Human body has around 30 trillion human cells, but microbiome in human body is constituted by estimated 39 trillion microbial cells including bacteria, viruses and fungi that live on and in us. They make up about 1-3 per cent of our total body mass but have huge potential implications on physiology and diseases. We now have plenty of literature that demonstrates an association between disruptions in the homeostasis of microbial communities (termed as dysbiosis) and varied pathologic conditions. In addition, there is a link between the disruption of commensal microbiota and carcinogenesis, including compelling evidence regarding the role of the gastrointestinal (gut) microbiota in modulating responses to cancer immunotherapy and data demonstrating that the microbial communities within the tumor microenvironment can contribute to therapeutic efficacy.

Gut dysbiosis and cancer development

There is evidence supporting that generalized dysbiosis of the gut microbiota may contribute to carcinogenesis. An association between repeated courses of antibiotics and the development of a variety of both gastrointestinal (GI)-tract and non-GI-tract tumors has been demonstrated in large case-control studies. The mechanisms through which dysbiosis is proposed to affect tumorigenesis and/or tumor growth across cancer types are varied (Fig. 1). The role of microbiota in genesis of colon, breast, liver/biliary tract and stomach is being investigated and is linked to various mechanisms. Comprehensive insights are lacking at the moment but studies are underway to better understand pathways; how gut microbes may influence carcinogenesis?

Fig 1. The influence of gut microbiota on cancer development.

The gut microbiota and cancer therapy

Different types of gut microbiota ‘signatures’ exist in patients who respond to cancer treatment. These favorable signatures are associated with enhanced systemic immunity and intratumoral immune infiltrates. Additionally, many studies have demonstrated that the ‘responder’ and ‘nonresponder’ phenotypes could be recapitulated in germ-free or antibiotic-treated mouse models via fecal microbiota transplant (FMT)—and that manipulation of the gut microbiota with specific bacterial taxa could enhance therapeutic responses. In addition, there is now evidence that the gut microbiota may shape responses to other forms of cancer therapy including chemotherapy and targeted therapy.

On the other hand Chemotherapy can cause profound dysbiosis and affect multiple metabolic pathways. Antibiotics are frequently prescribed during the course of chemotherapy that also impact the microbiota; this is important, as concurrent antibiotic administration has now in several studies been shown to negatively impact the outcomes of cancer immunotherapy. In addition to modulating treatment responses the differential microbiome signatures are also associated with differential cancer therapeutic toxicities in different individuals such as development of graft versus host disease (GVHD) in allotransplant candidates.

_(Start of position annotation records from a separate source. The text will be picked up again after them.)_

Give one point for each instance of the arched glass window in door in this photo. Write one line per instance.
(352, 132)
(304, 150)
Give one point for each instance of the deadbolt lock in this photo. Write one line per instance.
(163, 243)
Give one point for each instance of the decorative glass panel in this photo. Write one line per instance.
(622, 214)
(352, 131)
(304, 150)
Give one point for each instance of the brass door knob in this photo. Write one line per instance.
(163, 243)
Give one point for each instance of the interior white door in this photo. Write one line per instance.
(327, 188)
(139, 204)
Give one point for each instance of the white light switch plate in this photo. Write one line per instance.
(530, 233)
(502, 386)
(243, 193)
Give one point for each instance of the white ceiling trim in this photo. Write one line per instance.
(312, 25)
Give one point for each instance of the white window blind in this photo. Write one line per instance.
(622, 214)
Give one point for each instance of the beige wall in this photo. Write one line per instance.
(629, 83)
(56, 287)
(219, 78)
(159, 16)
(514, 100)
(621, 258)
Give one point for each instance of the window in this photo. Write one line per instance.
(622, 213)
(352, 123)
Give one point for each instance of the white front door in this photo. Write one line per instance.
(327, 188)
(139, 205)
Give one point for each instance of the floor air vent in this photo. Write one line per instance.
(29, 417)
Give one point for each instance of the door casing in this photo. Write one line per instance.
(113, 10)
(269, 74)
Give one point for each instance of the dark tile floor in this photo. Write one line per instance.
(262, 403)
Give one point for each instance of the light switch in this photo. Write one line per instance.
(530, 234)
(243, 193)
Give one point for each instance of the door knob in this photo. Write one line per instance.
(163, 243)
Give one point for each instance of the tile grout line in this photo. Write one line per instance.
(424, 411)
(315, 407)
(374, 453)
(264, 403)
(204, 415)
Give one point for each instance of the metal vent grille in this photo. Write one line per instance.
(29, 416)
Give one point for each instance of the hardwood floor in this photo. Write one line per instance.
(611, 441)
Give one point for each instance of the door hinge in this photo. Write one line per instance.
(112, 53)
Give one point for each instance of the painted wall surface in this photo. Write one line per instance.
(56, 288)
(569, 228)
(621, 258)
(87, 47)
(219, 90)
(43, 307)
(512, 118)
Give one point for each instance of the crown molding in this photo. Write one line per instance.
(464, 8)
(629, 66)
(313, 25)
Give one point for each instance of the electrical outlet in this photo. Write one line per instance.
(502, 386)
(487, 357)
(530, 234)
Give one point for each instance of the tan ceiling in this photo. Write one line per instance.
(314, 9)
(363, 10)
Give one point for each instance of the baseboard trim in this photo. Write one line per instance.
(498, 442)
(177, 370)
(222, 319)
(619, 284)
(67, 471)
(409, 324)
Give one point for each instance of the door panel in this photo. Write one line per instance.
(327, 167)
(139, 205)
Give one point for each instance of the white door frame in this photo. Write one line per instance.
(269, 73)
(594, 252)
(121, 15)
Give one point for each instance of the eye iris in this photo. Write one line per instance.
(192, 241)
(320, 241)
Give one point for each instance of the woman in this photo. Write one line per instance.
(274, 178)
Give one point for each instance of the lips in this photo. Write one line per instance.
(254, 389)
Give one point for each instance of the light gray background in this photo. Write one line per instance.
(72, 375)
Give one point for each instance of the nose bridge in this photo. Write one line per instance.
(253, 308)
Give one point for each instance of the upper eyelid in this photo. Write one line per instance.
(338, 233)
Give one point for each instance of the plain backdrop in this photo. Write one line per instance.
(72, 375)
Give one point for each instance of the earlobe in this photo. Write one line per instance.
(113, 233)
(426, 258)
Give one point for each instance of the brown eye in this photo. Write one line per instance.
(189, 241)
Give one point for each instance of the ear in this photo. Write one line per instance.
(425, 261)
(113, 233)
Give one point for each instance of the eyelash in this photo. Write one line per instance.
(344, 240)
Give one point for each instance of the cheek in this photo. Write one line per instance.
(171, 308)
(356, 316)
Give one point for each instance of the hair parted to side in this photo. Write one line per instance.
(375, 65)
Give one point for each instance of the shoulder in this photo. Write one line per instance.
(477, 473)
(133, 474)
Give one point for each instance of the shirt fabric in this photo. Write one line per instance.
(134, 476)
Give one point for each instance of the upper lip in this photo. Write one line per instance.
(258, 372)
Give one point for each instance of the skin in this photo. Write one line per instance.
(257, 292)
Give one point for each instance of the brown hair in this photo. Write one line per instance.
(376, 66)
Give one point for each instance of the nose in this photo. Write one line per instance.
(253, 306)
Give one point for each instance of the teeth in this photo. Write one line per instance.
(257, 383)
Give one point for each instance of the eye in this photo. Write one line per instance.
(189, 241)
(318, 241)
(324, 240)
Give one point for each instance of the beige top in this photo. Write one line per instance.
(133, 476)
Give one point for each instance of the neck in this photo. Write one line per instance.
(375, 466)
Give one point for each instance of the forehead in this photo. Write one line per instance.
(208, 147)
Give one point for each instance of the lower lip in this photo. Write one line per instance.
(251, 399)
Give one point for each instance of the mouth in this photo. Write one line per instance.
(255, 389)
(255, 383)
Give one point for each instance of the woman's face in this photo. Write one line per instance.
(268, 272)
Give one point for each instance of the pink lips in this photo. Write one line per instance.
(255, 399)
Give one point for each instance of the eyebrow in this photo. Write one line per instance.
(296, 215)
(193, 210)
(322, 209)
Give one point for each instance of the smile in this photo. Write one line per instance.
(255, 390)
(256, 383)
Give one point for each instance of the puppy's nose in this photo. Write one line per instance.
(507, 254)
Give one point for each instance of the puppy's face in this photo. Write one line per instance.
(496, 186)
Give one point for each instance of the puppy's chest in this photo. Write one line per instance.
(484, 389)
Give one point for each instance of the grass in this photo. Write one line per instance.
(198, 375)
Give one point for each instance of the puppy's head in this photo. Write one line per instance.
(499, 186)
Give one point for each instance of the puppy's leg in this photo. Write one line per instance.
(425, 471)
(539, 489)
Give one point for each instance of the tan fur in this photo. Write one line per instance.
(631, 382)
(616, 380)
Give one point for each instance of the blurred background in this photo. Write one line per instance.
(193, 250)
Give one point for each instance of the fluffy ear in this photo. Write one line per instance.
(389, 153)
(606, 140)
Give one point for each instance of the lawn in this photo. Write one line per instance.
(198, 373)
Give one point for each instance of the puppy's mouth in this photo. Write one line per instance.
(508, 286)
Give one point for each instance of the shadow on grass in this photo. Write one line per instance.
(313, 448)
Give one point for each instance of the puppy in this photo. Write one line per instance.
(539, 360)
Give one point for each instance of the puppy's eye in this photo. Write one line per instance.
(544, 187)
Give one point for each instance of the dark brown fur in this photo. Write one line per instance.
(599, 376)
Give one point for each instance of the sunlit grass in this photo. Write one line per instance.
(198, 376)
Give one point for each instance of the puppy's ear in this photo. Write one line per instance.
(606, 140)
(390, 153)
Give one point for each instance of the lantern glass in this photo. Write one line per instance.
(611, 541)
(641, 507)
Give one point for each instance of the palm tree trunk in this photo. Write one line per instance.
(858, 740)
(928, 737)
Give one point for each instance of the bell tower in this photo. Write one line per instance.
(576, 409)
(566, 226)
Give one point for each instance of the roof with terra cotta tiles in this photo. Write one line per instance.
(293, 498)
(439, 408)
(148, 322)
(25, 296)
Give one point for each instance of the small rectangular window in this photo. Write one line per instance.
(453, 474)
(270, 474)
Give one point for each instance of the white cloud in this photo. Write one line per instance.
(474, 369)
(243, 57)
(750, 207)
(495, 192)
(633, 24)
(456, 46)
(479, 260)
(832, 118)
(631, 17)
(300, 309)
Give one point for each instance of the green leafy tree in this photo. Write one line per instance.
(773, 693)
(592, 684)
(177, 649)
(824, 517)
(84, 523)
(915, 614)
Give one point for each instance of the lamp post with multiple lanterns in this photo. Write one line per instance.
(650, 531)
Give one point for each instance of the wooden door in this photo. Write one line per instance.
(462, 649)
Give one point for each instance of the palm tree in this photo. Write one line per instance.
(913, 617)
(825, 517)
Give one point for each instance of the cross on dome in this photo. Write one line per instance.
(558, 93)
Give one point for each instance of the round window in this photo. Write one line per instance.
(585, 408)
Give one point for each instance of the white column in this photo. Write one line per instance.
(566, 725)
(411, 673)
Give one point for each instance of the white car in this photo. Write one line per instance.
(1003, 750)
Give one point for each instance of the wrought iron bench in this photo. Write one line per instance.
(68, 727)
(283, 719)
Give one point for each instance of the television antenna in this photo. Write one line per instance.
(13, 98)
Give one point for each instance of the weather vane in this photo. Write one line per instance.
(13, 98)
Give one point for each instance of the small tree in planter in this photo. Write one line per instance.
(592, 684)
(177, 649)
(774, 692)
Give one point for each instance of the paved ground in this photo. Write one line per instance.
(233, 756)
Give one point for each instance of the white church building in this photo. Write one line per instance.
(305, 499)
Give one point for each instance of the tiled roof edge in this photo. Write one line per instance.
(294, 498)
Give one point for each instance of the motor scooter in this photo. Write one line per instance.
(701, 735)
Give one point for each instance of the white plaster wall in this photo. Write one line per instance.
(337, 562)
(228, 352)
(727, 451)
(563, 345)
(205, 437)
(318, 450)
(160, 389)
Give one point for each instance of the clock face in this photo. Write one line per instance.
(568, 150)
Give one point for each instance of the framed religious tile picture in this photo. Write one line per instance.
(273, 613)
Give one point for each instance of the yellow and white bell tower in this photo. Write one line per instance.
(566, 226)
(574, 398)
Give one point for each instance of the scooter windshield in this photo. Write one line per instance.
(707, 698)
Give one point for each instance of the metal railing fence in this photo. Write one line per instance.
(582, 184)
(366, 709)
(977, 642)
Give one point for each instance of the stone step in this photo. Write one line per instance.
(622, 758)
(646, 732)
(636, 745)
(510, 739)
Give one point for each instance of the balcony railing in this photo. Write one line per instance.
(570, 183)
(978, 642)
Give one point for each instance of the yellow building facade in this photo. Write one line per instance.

The microbiome as a therapeutic target in cancer therapy

The famous Hippocrates quote “Let food be thy medicine and medicine be thy food,” recorded around 431 bc supports the notion of food and the gut microbiota to mediate many benefits within the human body. Efforts are currently underway to enhance therapeutic responses and/or decrease treatment-associated toxicity via modulation of the gut microbiota. FMT was originally used roughly 2,000 years ago when Chinese researchers orally administered ‘yellow soup,’ a slurry of stool from a healthy individual, to patients to cure them of severe dysentery. Within last decade, FMT has been more widely used in managing refractory GVHD, checkpoint inhibitors related colitis and clostridium difficile diarrhea.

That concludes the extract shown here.